Query : How to eliminate the other hotel which are mapped due to location ?

The question is quite old, but I will try to answer it, because I am experiencing similar issues and I think that WMD is still one of STOA similarity metrics for text.

Are you sure you are using spacy? It looks like you are using the WMD by gensim . In any case, to answer your 2nd question: you can parse and split your company descriptions in sentences with any NLP library. Then, you can create embeddings for each sentence, instead of for each document (whole description) in your current implementation. Gensim is using Word2vec in the above link - you can also use this to get embeddings. And then, you can compare two companies based on their sentences and you could give a higher weight when for two companies the vectors of their first sentences match, slightly lower weight when their second sentences match, etc. I am not aware of any existing library that does this, but if you implement it on top of spacy, you will have the freedom to tune the weights and the logic as you wish.

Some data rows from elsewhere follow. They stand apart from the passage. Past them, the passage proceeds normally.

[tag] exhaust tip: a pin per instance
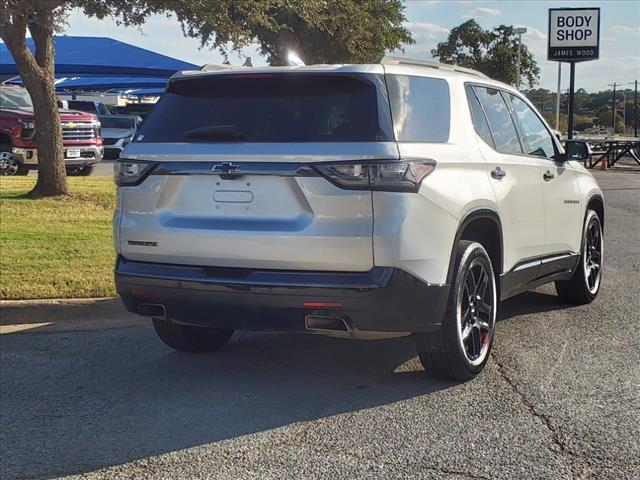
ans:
(152, 310)
(325, 323)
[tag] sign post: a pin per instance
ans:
(574, 36)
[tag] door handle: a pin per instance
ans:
(498, 173)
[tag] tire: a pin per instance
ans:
(190, 339)
(87, 171)
(581, 288)
(80, 171)
(9, 165)
(460, 349)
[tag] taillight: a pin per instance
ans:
(131, 172)
(392, 175)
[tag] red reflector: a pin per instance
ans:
(141, 293)
(322, 304)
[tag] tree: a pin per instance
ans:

Regarding your 1st question: I think the WMD should take into account the locations, because ABC is not only similar to MNO regarding the food, but also to JKL and DEF regarding their common location. Deleting the locations for the text will create bias in the similarity results.

If you want to do this though, you can just tokenize the text, remove the locations and then create the text string again: For instance:

# This can be part of your preprocessing function.
# You can apply it to all companies in advance.
import spacy
spacy_nlp = spacy.load('en_core_web_lg')
text = "Some hotel description"
doc = spacy_nlp(text)
current_tokens = [token.text for token in doc]
for item in doc:
   if item.ent_type_ == "the_type_to_be_removed":
     # remove word from `current_tokens` list
new_text = " ".join(current_tokens)
doc = spacy_nlp(new_text)
...
...

import wmd
spacy_nlp.add_pipe(wmd.WMD.SpacySimilarityHook(spacy_nlp), last=True)
doc_2 = spacy_nlp("Another hotel description")
print(doc1.similarity(doc_2))

This is the implementation of WMD integrated into spacy.

Since you are looking for nearest similar texts, you can check outthis example code. There is a nearest_neighbors function you can call to get the similar texts to a query text based on WMD.You can also define your own embeddings as you see in class SpacyEmbeddings , in case you create new embeddings that favor sentences specifically for your use case.